With orders coming “thick and fast” for medium to heavy steers for export from Townsville over the next few weeks, Mr Kennedy said there were suitable numbers of cattle available.

Rain was the major factor which could have a bearing on supply.

“There are plenty of cattle around, and there are a lot of cattle did not get sold last year,” he said.

“North Queensland is full of cattle, and we have got plenty to go, just getting them out can be a different story if you get a shower of rain overnight.”

Skin lesion rejections still an issue

The trade to Indonesia has only been back up and running for a week, but it is already clear the skin-lesion issue that frustrated many producers supplying the trade last year has not yet been resolved.

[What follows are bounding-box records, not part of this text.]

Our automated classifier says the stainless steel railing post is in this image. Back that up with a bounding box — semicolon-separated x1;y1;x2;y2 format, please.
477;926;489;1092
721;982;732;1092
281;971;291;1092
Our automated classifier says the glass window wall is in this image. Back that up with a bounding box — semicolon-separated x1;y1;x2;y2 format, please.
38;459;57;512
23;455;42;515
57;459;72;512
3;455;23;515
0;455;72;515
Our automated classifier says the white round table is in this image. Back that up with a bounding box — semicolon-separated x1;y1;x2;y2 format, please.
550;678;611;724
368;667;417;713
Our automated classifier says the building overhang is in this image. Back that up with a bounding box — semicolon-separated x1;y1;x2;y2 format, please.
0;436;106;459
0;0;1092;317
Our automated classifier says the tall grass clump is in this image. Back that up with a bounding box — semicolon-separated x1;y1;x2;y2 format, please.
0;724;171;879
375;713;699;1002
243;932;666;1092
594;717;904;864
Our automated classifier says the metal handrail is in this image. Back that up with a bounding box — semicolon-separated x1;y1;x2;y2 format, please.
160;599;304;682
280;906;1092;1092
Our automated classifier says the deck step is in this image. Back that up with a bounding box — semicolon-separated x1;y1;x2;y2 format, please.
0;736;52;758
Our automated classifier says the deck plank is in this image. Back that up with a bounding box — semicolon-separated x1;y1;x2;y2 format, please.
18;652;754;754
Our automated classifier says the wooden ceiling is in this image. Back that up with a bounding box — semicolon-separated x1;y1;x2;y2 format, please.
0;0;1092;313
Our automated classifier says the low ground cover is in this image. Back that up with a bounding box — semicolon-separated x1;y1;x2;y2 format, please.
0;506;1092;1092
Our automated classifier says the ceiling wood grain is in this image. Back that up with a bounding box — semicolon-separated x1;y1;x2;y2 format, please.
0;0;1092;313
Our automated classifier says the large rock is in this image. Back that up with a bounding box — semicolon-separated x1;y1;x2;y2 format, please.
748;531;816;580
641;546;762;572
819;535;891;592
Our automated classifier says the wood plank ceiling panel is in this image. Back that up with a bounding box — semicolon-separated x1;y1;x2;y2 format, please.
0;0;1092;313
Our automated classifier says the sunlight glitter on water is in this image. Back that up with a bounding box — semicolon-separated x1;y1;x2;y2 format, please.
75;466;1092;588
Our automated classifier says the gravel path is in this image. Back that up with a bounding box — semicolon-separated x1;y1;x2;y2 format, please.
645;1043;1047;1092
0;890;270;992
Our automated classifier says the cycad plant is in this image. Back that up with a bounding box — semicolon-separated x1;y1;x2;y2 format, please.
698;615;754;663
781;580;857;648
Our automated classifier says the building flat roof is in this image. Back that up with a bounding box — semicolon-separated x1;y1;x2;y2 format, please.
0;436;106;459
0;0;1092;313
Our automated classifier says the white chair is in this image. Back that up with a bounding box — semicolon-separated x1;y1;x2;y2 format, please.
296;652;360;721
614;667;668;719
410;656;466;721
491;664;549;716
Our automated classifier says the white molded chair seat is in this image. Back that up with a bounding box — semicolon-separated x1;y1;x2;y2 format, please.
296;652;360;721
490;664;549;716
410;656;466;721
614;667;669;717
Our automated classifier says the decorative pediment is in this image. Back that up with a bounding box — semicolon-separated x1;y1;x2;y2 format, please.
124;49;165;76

Cattle with skin markings of almost any kind became a highly sensitive topic last year after the Indonesian Government announced it had detected lumpy skin disease in Australian cattle following their arrival in Indonesia.

Subsequent testing detected no trace of LSD in cattle in Australia, but throughout the second half of last year many cattle were still rejected from export orders to Indonesia if they were found to have markings on their hide, despite scars from bumps, scrapes and fly bites being a regular occurrence in the north and having no bearing on disease status.

Mr Kennedy said that following the wet season a number of cattle were coming in with scars from fly bites, which had been resulting in anywhere from 5 percent to 40 percent in some cases of cattle being knocked out of orders.